His eyes watered; he took a breath. “There’s an American I’ve been chatting with…”

“Really? Who was it?”

“I don’t know his name. No emails… never any emails or texts. Phone calls only made from the shipowner’s office. Er, he had a Russian accent,” he said.

“Do you have his number?”

He shook his head. “It changed every week. He always called from a new burner phone.”

Diane turned around and looked up at a hidden camera in a light fixture, saying, “Do you hear that? Check all of Peder’s phone records — after work hours — the loading dock, and go back to the Blå Himmel crew who were just released. Confirm Olsen’s story.”

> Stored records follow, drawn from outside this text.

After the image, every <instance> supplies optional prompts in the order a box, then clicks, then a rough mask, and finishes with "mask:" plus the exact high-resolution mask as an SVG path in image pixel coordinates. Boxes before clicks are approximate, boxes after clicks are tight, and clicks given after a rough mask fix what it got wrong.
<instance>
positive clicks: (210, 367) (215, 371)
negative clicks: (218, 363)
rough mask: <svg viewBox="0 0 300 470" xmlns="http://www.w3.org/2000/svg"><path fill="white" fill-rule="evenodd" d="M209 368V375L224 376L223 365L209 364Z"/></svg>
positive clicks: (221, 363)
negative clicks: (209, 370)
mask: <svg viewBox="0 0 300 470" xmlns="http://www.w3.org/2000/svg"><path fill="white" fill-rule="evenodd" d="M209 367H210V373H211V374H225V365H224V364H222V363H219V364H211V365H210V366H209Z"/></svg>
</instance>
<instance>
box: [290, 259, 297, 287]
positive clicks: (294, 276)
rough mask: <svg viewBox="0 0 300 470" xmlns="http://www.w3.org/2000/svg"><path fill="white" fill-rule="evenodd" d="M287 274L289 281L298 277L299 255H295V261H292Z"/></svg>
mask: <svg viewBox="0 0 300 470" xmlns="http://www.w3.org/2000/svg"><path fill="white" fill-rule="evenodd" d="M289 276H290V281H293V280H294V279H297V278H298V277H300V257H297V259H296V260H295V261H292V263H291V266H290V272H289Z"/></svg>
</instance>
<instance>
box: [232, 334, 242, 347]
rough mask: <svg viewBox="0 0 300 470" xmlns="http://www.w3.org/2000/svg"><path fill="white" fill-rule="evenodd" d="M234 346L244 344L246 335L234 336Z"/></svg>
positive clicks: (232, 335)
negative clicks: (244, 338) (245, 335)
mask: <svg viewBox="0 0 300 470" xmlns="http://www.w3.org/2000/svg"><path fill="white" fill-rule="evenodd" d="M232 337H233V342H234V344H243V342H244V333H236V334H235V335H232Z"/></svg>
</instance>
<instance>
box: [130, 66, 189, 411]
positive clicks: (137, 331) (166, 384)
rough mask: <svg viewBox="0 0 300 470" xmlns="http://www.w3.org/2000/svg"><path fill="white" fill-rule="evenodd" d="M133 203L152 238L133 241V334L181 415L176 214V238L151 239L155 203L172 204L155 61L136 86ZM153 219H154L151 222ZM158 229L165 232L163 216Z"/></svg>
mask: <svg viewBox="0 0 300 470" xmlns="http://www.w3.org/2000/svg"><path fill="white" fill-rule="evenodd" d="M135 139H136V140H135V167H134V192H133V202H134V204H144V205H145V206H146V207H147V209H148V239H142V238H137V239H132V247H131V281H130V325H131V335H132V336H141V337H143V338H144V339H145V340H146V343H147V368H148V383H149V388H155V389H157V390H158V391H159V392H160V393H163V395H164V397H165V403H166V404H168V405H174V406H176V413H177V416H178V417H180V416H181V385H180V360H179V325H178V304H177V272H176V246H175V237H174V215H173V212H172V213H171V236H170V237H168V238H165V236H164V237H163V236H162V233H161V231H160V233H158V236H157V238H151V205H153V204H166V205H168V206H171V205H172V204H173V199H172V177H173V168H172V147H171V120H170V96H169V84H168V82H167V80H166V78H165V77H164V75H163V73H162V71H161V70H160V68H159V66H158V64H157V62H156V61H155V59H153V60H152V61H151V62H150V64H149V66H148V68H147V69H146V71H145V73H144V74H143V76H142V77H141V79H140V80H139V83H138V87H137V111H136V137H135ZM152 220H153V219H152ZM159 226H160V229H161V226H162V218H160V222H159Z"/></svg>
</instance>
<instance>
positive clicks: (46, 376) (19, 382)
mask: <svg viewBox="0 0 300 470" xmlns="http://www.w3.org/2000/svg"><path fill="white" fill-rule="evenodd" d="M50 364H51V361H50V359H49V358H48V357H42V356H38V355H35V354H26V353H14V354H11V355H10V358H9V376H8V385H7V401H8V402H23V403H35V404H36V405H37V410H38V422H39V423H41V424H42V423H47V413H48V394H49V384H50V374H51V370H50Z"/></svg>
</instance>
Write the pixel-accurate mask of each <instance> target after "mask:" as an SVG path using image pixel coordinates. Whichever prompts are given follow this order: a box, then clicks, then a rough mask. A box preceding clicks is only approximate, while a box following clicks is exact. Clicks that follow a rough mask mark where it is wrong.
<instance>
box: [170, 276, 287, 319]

She waved for Merk to leave the room. When he stepped out and closed the door, she took a picture of Peder with the tablet, informing him, “You cooperate, and you might end up in a cozy prison in Norway. You screw me, I’ll make sure you spend the rest of your life in a shit hole prison in Yemen.”

Chapter Sixty-Five

In the observation room, Diane Wheelhouse handed over the high-tech glasses to the CIA station chief of Kaiserslautern — “K-Town” — where Ramstein AFB was situated in southwest Germany. The agent told him that she needed to go over some notes with the navy dolphin trainer, to grab some R&R, and then pick up the intel discussion in the morning.

“Great job, Special Agent Wheelhouse.” The FBI counterterrorist expert congratulated her for extracting a ton of information from the Norwegian sniper in a short amount of time.

“It’s Agent Roundhouse to you,” she said amid laughter of the other agents.

Overhearing her words with the station chief, the ONI attaché informed Merk, “Go debrief with her. But don’t leave the base. You and I will have dinner late.”

“Roger that,” Merk said, eyeing the medals on the attaché’s white uniform; there was no Purple Heart or medal for bravery.

* * *

Outside, Special Agent Wheelhouse flashed her FBI credentials to an FBI driver of one of the SUVs, slipped him 100 euros, and told him she needed the vehicle for a few hours, after arriving jetlagged from Los Angeles. She opened the backseat door for Merk, who stepped in and closed it. Wheelhouse climbed into the driver’s seat, clicked the seat belt lock, and drove down the winding base road to the main gate.

Special Agent Diane Wheelhouse looked at Merk in the rearview mirror, and slowly pulled off a red-auburn wig. She unfurled her long jet-black hair, hand-combing the silk strands down her shoulders. She took off the sunglasses and eyed Merk in the mirror again, this time radiating warmth with her black eyes. Jenny King smiled broadly for the first time in months.

“Jesus, Jenny, you were good in there,” Merk said.

“Is that all you have to say, in what… almost a year?” Jenny asked.

“My god, great to see you. What’s up with your pasty white skin?” he said.

“I played Ms. North Korea,” she replied, and cooed in a sexy voice — “So Merk, what should we do in Ramstein? Go bowling? Stay at the base inn? Drink beer with the ensigns?”

“Well, I–I-I—”

“Well, I reserved a suite at a luxury hotel in Kaiser-whatever.”

“Kaiserslautern,” Merk said, completing the Germanic name. “You do know it’s called K-Town by the troops here. My father loved the place. It was a party town back in his day.”

“The only K-Towns I know are Koreatowns. And they’re located in New York, DC, LA, and Seoul.” She pulled up to the gate guardhouse, powered down the window, and asked the MP who approached the vehicle, “I just landed from Camp Lemonnier in North Africa. Do you know any good restaurants nearby?”